Teitel Brothers Brewery ca 1937. It was used by the Gestapo as their headquarters during the war

 

Ceremony for the unveiling of the monument for Jadwiga Dlugoborska on grounds of former brewery

 

Monument for the Polish Resistance located on the grounds of the former brewery: This place was sanctified by the martyred blood of Poles fighting the Hitler regime.

 

A Note to Readers

I first published the piece you are about to read – an account of my intimate brush with memory politics in Poland and more specifically with Poland’s former deputy Minister of Culture and National Heritage Magda Gawin – in the 13 May 2021 issue of the Polish daily Gazeta Wyborcza.

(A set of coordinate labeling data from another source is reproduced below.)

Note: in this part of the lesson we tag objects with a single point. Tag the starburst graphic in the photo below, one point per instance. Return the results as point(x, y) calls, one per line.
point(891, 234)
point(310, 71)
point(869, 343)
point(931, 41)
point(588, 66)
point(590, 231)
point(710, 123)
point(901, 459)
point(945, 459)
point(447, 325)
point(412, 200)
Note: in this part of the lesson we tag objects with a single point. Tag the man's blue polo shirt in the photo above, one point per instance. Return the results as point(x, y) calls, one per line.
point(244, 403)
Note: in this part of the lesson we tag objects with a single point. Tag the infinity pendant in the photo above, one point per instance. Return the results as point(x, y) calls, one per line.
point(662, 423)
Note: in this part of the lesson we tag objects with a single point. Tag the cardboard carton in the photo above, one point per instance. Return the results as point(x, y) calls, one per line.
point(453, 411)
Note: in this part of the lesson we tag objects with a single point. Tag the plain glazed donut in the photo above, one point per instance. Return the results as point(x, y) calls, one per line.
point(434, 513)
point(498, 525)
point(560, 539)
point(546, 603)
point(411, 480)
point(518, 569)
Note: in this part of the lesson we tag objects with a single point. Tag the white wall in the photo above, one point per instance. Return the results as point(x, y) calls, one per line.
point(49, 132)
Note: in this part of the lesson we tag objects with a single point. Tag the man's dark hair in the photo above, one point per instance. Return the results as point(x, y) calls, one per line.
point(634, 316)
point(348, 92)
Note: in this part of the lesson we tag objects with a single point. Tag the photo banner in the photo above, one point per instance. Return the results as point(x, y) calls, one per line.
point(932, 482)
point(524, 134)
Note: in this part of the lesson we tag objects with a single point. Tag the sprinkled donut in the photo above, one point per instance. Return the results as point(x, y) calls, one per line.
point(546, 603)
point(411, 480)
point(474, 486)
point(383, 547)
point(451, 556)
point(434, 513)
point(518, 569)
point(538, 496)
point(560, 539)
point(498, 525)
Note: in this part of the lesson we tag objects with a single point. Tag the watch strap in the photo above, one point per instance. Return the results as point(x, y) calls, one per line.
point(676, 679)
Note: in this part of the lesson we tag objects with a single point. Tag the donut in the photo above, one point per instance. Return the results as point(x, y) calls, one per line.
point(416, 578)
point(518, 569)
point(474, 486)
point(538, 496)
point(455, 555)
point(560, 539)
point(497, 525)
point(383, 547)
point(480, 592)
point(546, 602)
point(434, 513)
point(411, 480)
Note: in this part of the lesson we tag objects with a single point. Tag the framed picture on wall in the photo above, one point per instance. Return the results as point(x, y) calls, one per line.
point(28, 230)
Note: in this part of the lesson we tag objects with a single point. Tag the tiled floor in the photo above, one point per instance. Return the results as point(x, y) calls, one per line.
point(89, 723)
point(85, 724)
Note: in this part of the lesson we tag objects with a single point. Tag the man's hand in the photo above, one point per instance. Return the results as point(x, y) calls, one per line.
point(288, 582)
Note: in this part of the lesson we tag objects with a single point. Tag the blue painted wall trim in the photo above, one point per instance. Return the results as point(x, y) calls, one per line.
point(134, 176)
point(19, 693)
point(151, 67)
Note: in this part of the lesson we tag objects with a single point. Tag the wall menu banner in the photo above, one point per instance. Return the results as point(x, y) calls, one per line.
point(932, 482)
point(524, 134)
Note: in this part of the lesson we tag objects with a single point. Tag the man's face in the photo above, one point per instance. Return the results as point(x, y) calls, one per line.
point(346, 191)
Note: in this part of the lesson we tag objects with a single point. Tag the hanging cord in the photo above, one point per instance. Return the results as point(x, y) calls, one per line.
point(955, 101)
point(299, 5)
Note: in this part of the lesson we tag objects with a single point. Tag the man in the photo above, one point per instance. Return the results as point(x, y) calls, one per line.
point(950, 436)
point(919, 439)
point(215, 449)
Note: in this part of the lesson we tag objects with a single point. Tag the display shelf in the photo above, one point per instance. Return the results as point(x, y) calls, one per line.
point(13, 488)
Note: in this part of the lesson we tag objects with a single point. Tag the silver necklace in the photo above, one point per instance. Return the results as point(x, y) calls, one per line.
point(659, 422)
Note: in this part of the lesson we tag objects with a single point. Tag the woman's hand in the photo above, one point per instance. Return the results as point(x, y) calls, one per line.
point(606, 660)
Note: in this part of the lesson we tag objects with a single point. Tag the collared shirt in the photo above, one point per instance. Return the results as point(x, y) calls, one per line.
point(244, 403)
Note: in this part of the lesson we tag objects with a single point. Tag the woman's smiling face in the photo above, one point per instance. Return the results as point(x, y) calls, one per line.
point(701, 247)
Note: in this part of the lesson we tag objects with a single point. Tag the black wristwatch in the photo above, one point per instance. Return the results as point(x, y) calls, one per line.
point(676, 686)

By that date, Gawin’s Law and Justice (PiS) government had already outlawed blaming the Polish state or citizens for any involvement in or responsibility for the Holocaust; tried two historians for breaking this law; built multiple museums and monuments honouring Polish “heroes” who were said to have saved Jews; instituted a national holiday for “Poles who rescued or aided Jews during the Nazi occupation”; and erected a state-funded institute whose role was to research atrocities committed by both Hitler and Stalin against the Polish nation – projects in which Gawin played a key role. By that date, on the other side of the political map, academic journals, including this one, had already begun publishing studies that were critical of historical revisionist government projects in Poland and elsewhere in Eastern and Central Europe. Gazeta Wyborcza as well had already published several articles critical of the government’s aggressive campaign.